• Marisa Guerin

It MAKES a Village

Updated: Jul 5, 2019


Marisa Guerin, Ph.D. – October 15, 20



“It takes a village to raise a child” is said to be an African proverb which means that it takes an entire community of different people interacting with children in order for a child to experience and grow in a safe environment. (Wikipedia, commenting on the title of H. Clinton’s book.)


Once upon a time that reality would have been fairly common even in the US, I think – in smaller towns, or in crowded urban Catholic parishes, in enclaves of immigrants and in networks of extended families embracing South to North and back again. Even today, I think there are many places where the child-raising years engage a family in a supportive circle of neighbors, school-mates, relatives, and others. Although I didn’t raise children myself, I certainly know that my identity as an aunt of many wonderful younger people is a treasured role for me.


What I realized last weekend is that in some circumstances, raising a child can also MAKE a village. Here’s what I mean by writing that phrase: by dint of time and life’s events, if you interact over many years with a network of people and their children, and if their children become a community of people, too, a village is created – an enduring matrix shaped by the bonds of friendship and support.


I was deeply moved to appreciate this beautiful reality in my own life last weekend. I was privileged to attend the wedding of one of my godchildren – in the company of a joyous, supportive, celebrating community that is entering its third generation of relationships. I looked around and saw neighbors, friends, and family members who have gathered for important celebrations year after year for almost 40 years.


Defined initially by the immediate West Philadelphia neighborhood and family ties of people my own age and their awesome posse of children, this community has generously expanded over the years. The now-grown children are in their young adult years -- some nearby, some on other continents. When we convene for a wedding or a Christmas party, they come with their spouses, and to everyone’s great delight, with their own babies. It’s more than a family. It’s a web of caring, affection and support; not overly confining, with plenty of space for the (perhaps rather overwhelmed) newbies who may be surprised to discover that they married into an entire “village” of people who have known their spouses since they were born.


I have a purpose in sharing this personal experience, and it is this: I am hopeful that through commitment and initiative, more of us can re-start the engines of community in our neighborhoods and friend networks. It is a desperate need! And it may be one of the most effective ways to attend to the healing that our nation needs as we move through these polarized times.


In today’s Washington Post, George F. Will writes about loneliness, referencing a book by Sen. Ben Sasse, “Them: Why We Hate Each Other and How to Heal.” I haven’t read the book, but here are a few quotes from the column that struck me:

“ ‘There is a growing consensus’ that loneliness — not obesity, cancer or heart disease — is the nation’s ‘number one health crisis.’ ‘Persistent loneliness’ reduces average longevity more than twice as much as does heavy drinking and more than three times as much as obesity, which often is a consequence of loneliness.
"Sasse says, ‘We’re literally dying of despair,’ of the failure ‘to fill the hole millions of Americans feel in their lives.’
“Americans are hyperconnected but disconnected, with ‘fewer non-virtual friends than at any point in decades.’
“The crumbling of America’s social infrastructure presents a daunting challenge: We do not know how to develop what Sasse wants, ‘new habits of mind and heart . . . new practices of neighborliness.’ “

I don’t think I agree with George Will that we don’t know how to develop new habits and practices of neighborliness. I think it is more likely that it is very hard-- for me, for us. And we’re out of practice. It’s hard -- almost considered impolite! -- to make a phone call instead of a text. Hard to make time to join someone for coffee or a glass of wine after work. Hard to remember to include neighbors at small or seemingly insignificant moments.

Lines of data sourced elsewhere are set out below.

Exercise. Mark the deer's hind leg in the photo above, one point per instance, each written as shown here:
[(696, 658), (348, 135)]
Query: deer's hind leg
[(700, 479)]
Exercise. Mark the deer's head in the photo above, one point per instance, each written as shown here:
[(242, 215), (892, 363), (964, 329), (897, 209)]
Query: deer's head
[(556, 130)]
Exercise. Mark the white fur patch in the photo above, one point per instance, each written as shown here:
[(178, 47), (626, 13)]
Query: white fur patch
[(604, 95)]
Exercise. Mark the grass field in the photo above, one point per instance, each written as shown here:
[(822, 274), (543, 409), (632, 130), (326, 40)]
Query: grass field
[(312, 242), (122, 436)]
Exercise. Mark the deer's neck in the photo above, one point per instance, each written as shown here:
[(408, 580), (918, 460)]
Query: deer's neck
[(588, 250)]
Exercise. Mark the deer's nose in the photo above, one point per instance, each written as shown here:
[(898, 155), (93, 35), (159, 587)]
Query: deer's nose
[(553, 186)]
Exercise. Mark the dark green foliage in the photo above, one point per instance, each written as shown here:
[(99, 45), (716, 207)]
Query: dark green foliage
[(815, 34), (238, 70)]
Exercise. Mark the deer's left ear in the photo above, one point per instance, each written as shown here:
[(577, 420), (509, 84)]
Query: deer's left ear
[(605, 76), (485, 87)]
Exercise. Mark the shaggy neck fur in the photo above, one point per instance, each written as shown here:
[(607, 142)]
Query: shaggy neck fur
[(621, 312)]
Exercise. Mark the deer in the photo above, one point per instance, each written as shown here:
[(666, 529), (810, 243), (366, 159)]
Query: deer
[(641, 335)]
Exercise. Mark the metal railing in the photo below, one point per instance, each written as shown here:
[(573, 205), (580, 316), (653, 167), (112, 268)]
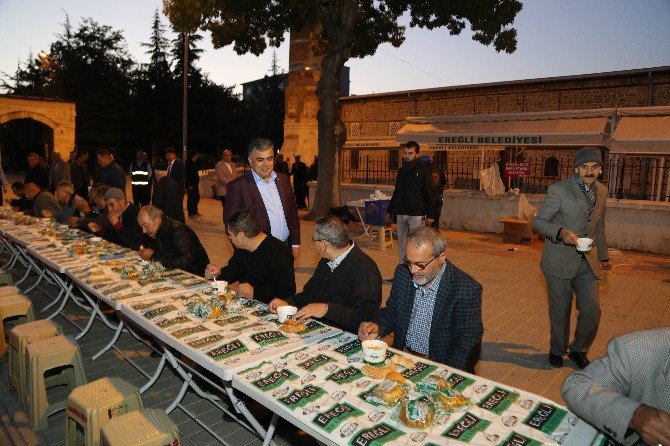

We’re never going back to a world without social media and the technologies of connection; it’s up to us to make sure the virtual-touches don’t completely smother any possibility for human-touches, in real time, with real bodies and real voices. So I'm going to encourage myself to have that block party. Go to the baby shower. Call my nephew. Offer to babysit. Stop to chat with a neighbor walking the dog. Send a card. Invite the elders over. Learn the name of the person I see every Sunday. Ask for a helping hand when I need it. Listen to a kid. (........Your ideas?)

The rich fruits of deeply rooted relationships will not be possible without patient and persistent watering. I believe the seeds of care, attention, and love, if scattered, will sprout in unexpected ways and possibly well into the future. Maybe we can make more villages.